I don’t have to say his name for her to know I’m talking about Nate.
“If I see Nate, I’ll be sure to tell him.”
See.
She knows me so well.
“Thank you.” I blink away the tears because LA traffic is not the place to have a breakdown. “Laters.”
“Laters, babe.”
Then the line goes dead and I’m left alone with my thoughts.
Again.
* * *
? ? ?
I thought Reggie and I were only going to have a quick meeting in his office, but he surprised me and took us to Sotta instead. It’s a little Mediterranean restaurant in Burbank, and it’s—chef’s kiss—so delicious. And because Reggie is an A-plus human, he makes sure we order extra hummus, stuffed grape leaves, and sweet potato fries.
It’s the first meal I haven’t wanted to weep through.

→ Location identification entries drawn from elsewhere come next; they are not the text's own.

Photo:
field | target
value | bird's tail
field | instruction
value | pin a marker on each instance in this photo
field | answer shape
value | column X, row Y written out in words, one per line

“So.” He leans back in his seat once he’s polished off his chicken kebab. “Tell me about everything. How’s it going working with Peter?”
The question of the day, apparently.
“It could be better, could be worse.” I try to keep my answer vague and casual. I like Reggie, but as I’ve seen before, LA is small and people talk. I need to be careful with my words. “I’m grateful to have a job and be back.”
He narrows his eyes but stays quiet . . . watching. Assessing.
Sheesh!
Did he and Ruby coordinate this?
“Why do you look like you’re about to laugh?” he asks.
“I had almost this exact conversation with my best friend on the way to meet you.” I pop a piece of hummus-covered pita bread in my mouth and finish chewing before I speak. Basic manners that Kimberly would be proud of. “She’s a lawyer and you two have very similar techniques in yanking the truth out of me.”